Víctor J. Vázquez Alonso

Profesor de Derecho Constitucional, Universidad de Sevilla

Viernes, 7 Mayo, 2021

El proyecto de Reglamento, aprobado por la Comisión, a través del cual la Unión Europea pretende aprobar la Digital Service Act confirma cómo, en este ámbito, se ha ido progresivamente consolidando una comprensión de las corporaciones de la sociedad de la información, como una suerte de entidades vicariales del Estado, en tanto, necesariamente, han de hacer las veces de este, asumiendo principios propios de derecho público, cuando prestan determinados servicios.

La aproximación europea contrasta, sin duda, con la que rige en los Estados Unidos, donde, sobre la base de la famosa sección 230 de la Decency Act, las empresas de la sociedad de la información están eximidas de cualquier responsabilidad jurídica tanto por aquel contenido que desean eliminar, como por la cancelación de cuentas, y, en último término, por los propios contenidos que a través de su canal se distribuyan. La Corte Suprema norteamericana ha reconocido una suerte de derecho de acceso al foro, pero que, sobre la base de la doctrina de la State Action, únicamente tiene eficacia frente a aquellas prohibiciones que provengan de los poderes públicos, de tal forma que las empresas disfrutan de plena discrecionalidad en el control del discurso que se transmita a través de su canal. Buena parte de la doctrina entiende, en este sentido, que no es la Decency Act, sino la propia Primera Enmienda la que ampara estas empresas, de tal forma que cualquier imposición estatal a la hora de exigir la apertura de las mismas a un determinado discurso habría de ser considerada como forced speech.

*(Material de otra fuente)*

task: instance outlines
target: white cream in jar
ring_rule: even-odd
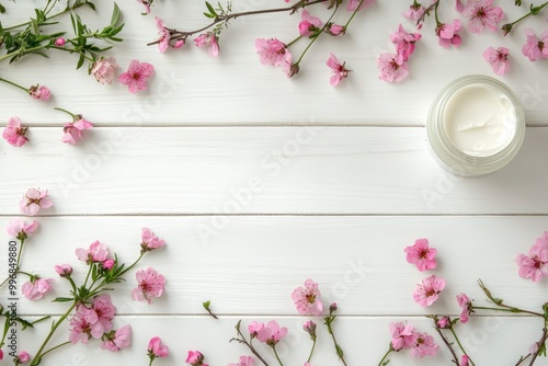
[[[525,117],[505,84],[491,77],[468,76],[439,93],[431,106],[426,131],[442,167],[458,175],[483,175],[517,153]]]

El proyecto de Reglamento europeo aprobado por la Comisión, la Digital Service Act, parte como decíamos, de una comprensión de la naturaleza jurídica de estas empresas que, en tanto gestionan un ámbito de interés general, no puede ser refractaria a una regulación que comprometa a dichas empresas con la garantía de ciertos principios básicos del derecho público europeo, y que avanza, sin duda, con respecto al marco de responsabilidad que establecía la Directiva sobre Comercio Electrónico.  Se puede destacar, en este sentido, la implementación de procesos específicos para poder reclamar la retirada de contenidos, y la propia exigencia que se impondrá a estas empresas de razonar jurídicamente su retirada. Al mismo tiempo, la nueva regulación prevé que se habiliten recursos internos contra la retirada de contenidos, como garantía de la libertad de expresión e información, y abre un cauce para la mediación arbitral especializada en los conflictos que puedan producirse.

De igual modo, se incrementan las obligaciones de transparencia acerca de los criterios usados para discriminar contenidos, algo que alcanza como es obvio al diseño del propio algoritmo. Imponiéndose además, para el caso de las grande corporaciones, la obligación de superar auditorias anuales, y la de poner en práctica protocolos específicos para evitar el riesgo de distribución de contenidos contrarios a la legalidad.

En definitiva, nos encontramos, creo, ante un giro radical en la comprensión jurídica de estas corporaciones que pasan a ser reguladas de forma mucho más incisiva, si bien, será necesario atender a cómo se ponen en práctica estos mecanismo de control, y a la propia posibilidad de que los mismos pueden ser objeto de supervisión judicial.